I was watching Netflix and all of a sudden it switched back to youtube. I was on YouTube before then I switched to Netflix and after awhile it switched back. Why did it chang on me? Did the Netflix app crash?


----------



## steve32mids (Jun 27, 2012)

goto to the lg website find your model no and check for firmware updates for the tv.
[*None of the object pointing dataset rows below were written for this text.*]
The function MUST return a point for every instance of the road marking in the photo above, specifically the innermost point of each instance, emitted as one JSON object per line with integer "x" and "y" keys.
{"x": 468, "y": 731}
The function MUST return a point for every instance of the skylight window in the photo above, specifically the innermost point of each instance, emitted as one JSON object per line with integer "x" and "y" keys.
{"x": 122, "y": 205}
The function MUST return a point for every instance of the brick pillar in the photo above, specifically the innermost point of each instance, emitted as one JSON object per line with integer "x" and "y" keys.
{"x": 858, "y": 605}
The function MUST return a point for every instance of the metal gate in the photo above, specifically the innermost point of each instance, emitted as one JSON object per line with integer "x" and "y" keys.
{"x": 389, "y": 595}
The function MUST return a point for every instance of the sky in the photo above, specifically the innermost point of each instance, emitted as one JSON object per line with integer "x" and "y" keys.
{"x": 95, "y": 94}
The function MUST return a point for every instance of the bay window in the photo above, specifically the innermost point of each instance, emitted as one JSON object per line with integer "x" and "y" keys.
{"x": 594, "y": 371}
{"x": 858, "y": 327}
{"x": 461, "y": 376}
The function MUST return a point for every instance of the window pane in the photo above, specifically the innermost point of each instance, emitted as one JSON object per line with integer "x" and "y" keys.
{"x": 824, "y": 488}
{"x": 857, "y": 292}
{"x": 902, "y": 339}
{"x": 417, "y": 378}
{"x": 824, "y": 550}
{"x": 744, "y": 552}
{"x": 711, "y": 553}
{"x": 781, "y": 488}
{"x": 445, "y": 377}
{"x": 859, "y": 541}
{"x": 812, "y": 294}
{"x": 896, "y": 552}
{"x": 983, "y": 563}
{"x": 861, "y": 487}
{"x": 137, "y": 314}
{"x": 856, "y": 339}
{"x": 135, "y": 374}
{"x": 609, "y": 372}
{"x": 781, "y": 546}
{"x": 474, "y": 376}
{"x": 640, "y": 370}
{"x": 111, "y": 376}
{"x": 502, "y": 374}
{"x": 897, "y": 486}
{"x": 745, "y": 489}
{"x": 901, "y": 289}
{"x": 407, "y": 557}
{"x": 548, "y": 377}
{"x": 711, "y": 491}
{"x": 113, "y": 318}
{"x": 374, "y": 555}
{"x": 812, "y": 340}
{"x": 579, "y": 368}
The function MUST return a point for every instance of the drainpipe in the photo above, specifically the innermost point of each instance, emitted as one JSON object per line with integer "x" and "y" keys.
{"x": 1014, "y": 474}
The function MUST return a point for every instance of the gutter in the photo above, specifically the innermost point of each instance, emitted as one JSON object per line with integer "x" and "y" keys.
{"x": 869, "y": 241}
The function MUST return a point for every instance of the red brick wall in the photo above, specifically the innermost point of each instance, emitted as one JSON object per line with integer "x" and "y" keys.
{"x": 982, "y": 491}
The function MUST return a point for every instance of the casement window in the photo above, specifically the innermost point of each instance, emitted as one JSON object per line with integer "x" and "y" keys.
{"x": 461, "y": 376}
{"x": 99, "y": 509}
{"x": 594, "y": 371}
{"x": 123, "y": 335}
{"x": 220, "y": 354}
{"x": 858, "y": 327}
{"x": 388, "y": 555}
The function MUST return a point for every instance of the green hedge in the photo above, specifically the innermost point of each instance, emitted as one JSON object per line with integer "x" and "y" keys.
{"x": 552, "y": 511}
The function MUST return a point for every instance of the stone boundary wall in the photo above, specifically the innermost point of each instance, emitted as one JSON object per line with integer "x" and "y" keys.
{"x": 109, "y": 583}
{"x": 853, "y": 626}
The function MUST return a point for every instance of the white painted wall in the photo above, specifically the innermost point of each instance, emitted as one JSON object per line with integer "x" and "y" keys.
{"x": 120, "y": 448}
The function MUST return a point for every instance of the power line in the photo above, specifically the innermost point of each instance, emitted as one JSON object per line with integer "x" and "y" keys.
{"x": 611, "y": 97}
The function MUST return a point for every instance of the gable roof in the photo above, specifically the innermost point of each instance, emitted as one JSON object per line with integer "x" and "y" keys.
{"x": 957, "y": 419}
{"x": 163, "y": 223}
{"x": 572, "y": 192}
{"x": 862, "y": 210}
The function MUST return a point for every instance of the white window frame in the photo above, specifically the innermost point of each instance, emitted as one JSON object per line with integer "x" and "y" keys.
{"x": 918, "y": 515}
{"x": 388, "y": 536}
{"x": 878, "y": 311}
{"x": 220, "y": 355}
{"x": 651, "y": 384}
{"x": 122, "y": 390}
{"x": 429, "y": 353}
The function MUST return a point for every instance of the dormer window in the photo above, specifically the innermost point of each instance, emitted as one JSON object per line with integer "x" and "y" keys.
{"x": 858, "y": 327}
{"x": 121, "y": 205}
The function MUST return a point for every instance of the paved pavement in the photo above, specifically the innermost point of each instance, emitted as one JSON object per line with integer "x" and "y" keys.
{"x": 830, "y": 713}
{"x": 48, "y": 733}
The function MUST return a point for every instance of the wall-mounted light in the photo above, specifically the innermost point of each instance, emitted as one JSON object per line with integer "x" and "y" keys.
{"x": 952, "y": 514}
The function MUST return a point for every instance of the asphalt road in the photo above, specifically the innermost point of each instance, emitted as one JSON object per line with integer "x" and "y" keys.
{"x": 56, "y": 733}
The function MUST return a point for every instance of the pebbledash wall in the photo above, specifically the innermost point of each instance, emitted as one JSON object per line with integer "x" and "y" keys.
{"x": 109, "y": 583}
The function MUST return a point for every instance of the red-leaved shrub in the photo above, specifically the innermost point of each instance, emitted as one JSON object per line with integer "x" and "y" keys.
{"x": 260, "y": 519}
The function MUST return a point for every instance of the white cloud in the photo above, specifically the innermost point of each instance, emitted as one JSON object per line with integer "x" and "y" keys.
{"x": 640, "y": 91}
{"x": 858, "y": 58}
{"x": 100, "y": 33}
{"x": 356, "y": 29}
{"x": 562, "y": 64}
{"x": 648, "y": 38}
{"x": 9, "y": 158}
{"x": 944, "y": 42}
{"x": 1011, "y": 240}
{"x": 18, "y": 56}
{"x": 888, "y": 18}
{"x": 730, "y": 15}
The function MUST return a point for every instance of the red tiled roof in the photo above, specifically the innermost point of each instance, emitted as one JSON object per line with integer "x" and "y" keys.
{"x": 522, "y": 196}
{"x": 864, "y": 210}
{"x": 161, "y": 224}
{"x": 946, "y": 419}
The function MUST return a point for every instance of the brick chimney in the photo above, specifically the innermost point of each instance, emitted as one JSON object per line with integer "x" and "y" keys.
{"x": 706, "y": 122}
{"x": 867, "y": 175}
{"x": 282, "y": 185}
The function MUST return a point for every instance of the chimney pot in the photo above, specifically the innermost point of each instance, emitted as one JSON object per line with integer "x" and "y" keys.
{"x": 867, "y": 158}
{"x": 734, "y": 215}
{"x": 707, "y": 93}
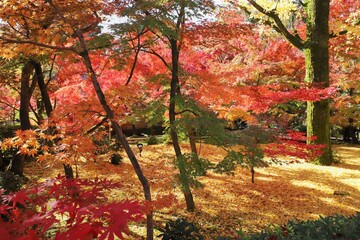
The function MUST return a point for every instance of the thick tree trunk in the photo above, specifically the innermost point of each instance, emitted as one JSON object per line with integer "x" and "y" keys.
{"x": 317, "y": 73}
{"x": 174, "y": 89}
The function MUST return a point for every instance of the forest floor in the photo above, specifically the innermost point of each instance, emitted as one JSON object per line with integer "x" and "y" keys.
{"x": 226, "y": 203}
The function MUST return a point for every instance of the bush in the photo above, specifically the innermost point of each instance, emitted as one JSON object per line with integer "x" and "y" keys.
{"x": 331, "y": 227}
{"x": 10, "y": 181}
{"x": 63, "y": 208}
{"x": 180, "y": 229}
{"x": 8, "y": 131}
{"x": 151, "y": 140}
{"x": 115, "y": 159}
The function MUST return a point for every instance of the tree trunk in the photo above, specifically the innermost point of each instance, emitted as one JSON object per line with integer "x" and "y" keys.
{"x": 174, "y": 89}
{"x": 317, "y": 73}
{"x": 69, "y": 173}
{"x": 119, "y": 134}
{"x": 42, "y": 86}
{"x": 26, "y": 90}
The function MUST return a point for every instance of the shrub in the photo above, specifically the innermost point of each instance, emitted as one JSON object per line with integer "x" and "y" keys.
{"x": 66, "y": 209}
{"x": 8, "y": 131}
{"x": 331, "y": 227}
{"x": 180, "y": 229}
{"x": 115, "y": 159}
{"x": 10, "y": 181}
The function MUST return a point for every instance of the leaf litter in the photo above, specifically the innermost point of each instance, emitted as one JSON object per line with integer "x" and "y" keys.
{"x": 226, "y": 203}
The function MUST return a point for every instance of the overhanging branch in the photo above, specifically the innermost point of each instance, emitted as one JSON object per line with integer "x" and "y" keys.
{"x": 279, "y": 25}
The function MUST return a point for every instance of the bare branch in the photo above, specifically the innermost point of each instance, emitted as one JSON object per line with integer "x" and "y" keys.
{"x": 158, "y": 55}
{"x": 8, "y": 41}
{"x": 187, "y": 110}
{"x": 280, "y": 27}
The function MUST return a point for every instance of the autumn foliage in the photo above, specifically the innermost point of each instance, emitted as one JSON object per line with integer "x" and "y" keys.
{"x": 67, "y": 209}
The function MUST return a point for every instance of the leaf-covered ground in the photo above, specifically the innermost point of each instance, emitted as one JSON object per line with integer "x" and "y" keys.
{"x": 228, "y": 203}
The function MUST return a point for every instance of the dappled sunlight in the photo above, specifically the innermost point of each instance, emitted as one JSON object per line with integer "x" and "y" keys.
{"x": 228, "y": 203}
{"x": 312, "y": 185}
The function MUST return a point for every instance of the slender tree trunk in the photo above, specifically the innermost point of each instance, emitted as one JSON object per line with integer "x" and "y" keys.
{"x": 174, "y": 89}
{"x": 26, "y": 90}
{"x": 119, "y": 134}
{"x": 42, "y": 86}
{"x": 317, "y": 73}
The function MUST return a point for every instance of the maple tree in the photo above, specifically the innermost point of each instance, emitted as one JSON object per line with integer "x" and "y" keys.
{"x": 52, "y": 24}
{"x": 199, "y": 71}
{"x": 315, "y": 48}
{"x": 78, "y": 209}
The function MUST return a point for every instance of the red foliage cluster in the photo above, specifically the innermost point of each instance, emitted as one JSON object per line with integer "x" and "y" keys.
{"x": 74, "y": 209}
{"x": 294, "y": 144}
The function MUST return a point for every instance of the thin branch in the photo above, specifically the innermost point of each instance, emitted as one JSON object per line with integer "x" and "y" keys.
{"x": 187, "y": 110}
{"x": 137, "y": 51}
{"x": 7, "y": 41}
{"x": 93, "y": 128}
{"x": 293, "y": 39}
{"x": 51, "y": 69}
{"x": 158, "y": 55}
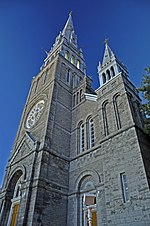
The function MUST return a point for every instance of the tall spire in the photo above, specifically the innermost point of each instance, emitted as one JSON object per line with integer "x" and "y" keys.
{"x": 68, "y": 31}
{"x": 108, "y": 54}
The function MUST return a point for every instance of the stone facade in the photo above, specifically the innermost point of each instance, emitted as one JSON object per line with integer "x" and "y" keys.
{"x": 81, "y": 143}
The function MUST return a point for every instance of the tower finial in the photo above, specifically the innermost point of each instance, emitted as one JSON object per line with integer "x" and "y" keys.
{"x": 106, "y": 41}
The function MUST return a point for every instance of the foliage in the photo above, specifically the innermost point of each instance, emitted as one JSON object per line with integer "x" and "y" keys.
{"x": 145, "y": 89}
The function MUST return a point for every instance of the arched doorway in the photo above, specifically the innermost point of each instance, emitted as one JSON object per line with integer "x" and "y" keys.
{"x": 11, "y": 204}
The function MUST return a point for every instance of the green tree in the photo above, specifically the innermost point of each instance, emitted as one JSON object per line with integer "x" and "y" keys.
{"x": 145, "y": 89}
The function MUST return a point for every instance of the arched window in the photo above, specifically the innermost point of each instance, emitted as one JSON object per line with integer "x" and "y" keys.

once installed load the netflix app and see if you have the same issues.


----------



## DBR70 (Sep 7, 2014)

How do I find the model number on the TV? I can not look on the back I'm blind in one eye and have glaucoma in the left. Is the number in the manual?


----------



## DBR70 (Sep 7, 2014)

Ok, now it's just buffering a lot as if bad internet. It was raining the past few days. But Youtube videos stream better, but then again they always stream better on the computer. But on the LG, Netflix would stream great. But I don't watch it very often so why knows, it may just be bad internet. But we thisis LG for 2 and half years and never updated, maybe it's high time. I'll check anyway. I found the model number by hitting mute 3 fast times in a row. That was easy.


----------



## DBR70 (Sep 7, 2014)

Ok the model number is 55UB8500-UA. But I could not find anything about a firmware update in the manual handbook or the onscreen manual and on the site, i put in the model number and it says "Please choose an item from the list below" and it seems to show 5 devices 
Windows monitor drivers
LG mobile drivers
LG PC suite
LG bridge
Smart share
I'm confused, are those devices or features on my LG because the last 2 seems to be. But I'm not seeing any links to any firmware updates.
I'm very confused,


----------



## steve32mids (Jun 27, 2012)

on your tv

Go to Settings > General > About This TV and press [CHECK FOR UPDATES]

If the latest software version is available,
[DOWNLOAD AND INSTALL] will be displayed.

Start the software update.

Manually download from pc on to usb device if the above fails

LG 55UB8500 Support: Manuals, Warranty & More | LG U.S.A


----------